Blatt could make out a rickety old basketball goal off in the distance. Two players — Lou Amundson and Cleanthony Early — were shooting around. “We were prestigious once. We were the basketball mecca. The Knicks. … It was a name that meant something. Do you know what they call us now, David? Do you know?”
Blatt knew, but he didn’t dare say.
“The Shits. They call us the New York Shits.”
An Amundson jumper clanked off the rim in the background and Blatt wondered to himself how a ball and a rim could make such a terrible noise.
“So you say you want a trade? Well, let me tell you what we want.” He stared at Blatt, right in his teeny, tiny eyes, and reveled in finally having some leverage over someone, something, anything. “We. Want. Out.”
“What do you mean?” asked Blatt.
“We want let out of this awful city. You can take Shumpert, but you also have to take us all.

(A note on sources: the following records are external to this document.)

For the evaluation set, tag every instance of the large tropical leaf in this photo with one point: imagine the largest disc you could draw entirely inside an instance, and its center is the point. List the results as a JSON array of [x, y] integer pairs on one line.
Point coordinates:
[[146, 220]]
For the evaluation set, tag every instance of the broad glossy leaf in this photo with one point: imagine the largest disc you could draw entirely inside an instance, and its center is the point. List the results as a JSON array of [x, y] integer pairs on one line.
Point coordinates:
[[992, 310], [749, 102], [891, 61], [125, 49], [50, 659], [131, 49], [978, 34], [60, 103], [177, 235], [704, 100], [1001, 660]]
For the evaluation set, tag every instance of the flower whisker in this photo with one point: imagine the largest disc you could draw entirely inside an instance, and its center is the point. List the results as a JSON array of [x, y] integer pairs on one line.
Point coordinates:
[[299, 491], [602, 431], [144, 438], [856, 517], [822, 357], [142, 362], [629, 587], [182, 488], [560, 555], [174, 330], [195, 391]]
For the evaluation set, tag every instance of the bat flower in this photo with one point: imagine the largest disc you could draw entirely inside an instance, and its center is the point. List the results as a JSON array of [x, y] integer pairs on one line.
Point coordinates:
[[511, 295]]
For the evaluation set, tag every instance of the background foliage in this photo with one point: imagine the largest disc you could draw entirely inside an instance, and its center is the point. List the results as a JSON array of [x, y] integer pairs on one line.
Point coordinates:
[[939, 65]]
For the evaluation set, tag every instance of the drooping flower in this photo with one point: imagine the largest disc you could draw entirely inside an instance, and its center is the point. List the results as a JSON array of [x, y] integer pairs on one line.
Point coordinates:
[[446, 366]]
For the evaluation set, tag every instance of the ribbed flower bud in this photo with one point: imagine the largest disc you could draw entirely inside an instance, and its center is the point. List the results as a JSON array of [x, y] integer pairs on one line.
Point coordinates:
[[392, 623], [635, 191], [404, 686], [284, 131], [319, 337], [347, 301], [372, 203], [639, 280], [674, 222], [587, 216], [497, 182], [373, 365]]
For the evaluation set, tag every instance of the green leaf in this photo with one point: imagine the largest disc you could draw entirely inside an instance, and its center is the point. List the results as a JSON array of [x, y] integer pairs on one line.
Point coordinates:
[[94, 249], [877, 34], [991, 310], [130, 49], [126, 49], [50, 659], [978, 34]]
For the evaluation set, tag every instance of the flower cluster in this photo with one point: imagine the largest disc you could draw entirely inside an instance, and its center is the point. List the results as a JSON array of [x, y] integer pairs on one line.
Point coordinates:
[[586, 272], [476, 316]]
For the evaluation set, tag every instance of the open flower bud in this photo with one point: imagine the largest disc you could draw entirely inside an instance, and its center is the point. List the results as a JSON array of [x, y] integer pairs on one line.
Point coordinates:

Quincy, Cole, Bargnani, Calderon, Hardaway Jr., Carmelo, me, the rest of the team, Phil, Dolan, all of us.”
“What? Not a chance. I’m not authorized to make that kind of a move.”
“This ain’t a negotiation, David. Carmelo is holding Shump. Nobody knows where. Nobody will ever find him. The only way you get him is if we all come. You guys are going to the playoffs. We want to go to the playoffs, too. We all come, or no one does.” And with that, Fisher turned and began walking off into the sour night air.
He stopped.
“David,” Fisher called out without turning around.
Blatt looked at him.
“You know, for someone who has a face like it’s being filmed with a Beastie Boys fish-eye lens, you’re not near as cool as I was hoping.”
♦♦♦
So here they were, Blatt and LeBron, in the important office, about to do something insane, which happened to be the only thing that might work.
“We need someone who thinks like them,” LeBron said. “Someone who understands them. Someone who is them. We need … ”
He paused just long enough to let Blatt know that he understood how unreasonable the name he was about to say was going to sound. “We need J.R.”
Four days earlier, in a barrage of fadeaway 3-pointers and careless fouls, Earl Joseph “J.R.” Smith III had somehow managed to escape the black-hole gravity of the Knicks. He was the only one who’d ever made it out alive.
“He’s our only chance,” said LeBron.
“He’s too big of a risk,” Blatt countered, and by this point both men were frustrated with one another. “It’s just not worth it.”
“What other option do we have?!” LeBron roared. Just then, the door to the office swung open.
“Well,” a raspy voice said. Blatt and LeBron turned around. It was Smith. “There’s one other option.”
“Oh yeah? What’s that?” Blatt asked incredulously.
Smith dragged a match across the stubble on his chin and lit it. “You can always … ” he paused to put the match to a cigarette, took a puff of it, then took it out “… go fuck yourself.”
Blatt looked at LeBron. LeBron looked at nothing. “Jesus.”
Arturo Torres
“Way I see it,” said Smith, “you all need a championship. I need a new home. And the only way we get both is with Shump. So I go get him out. We both become Cavs. Everyone wins.”
LeBron: “It won’t be easy.”
Smith: “Neither is shooting 28-footers over a double-team, but that sure as shit doesn’t stop me from doing it.”
Blatt: “You really think you can pull it off?”
Smith: “I guess we’re about to find out.”
Blatt: “God help us.”
♦♦♦
Will J.R. successfully rescue Iman from the clutches of Carmelo? Check back tomorrow for Part 2 of Escape From the New York Knicks.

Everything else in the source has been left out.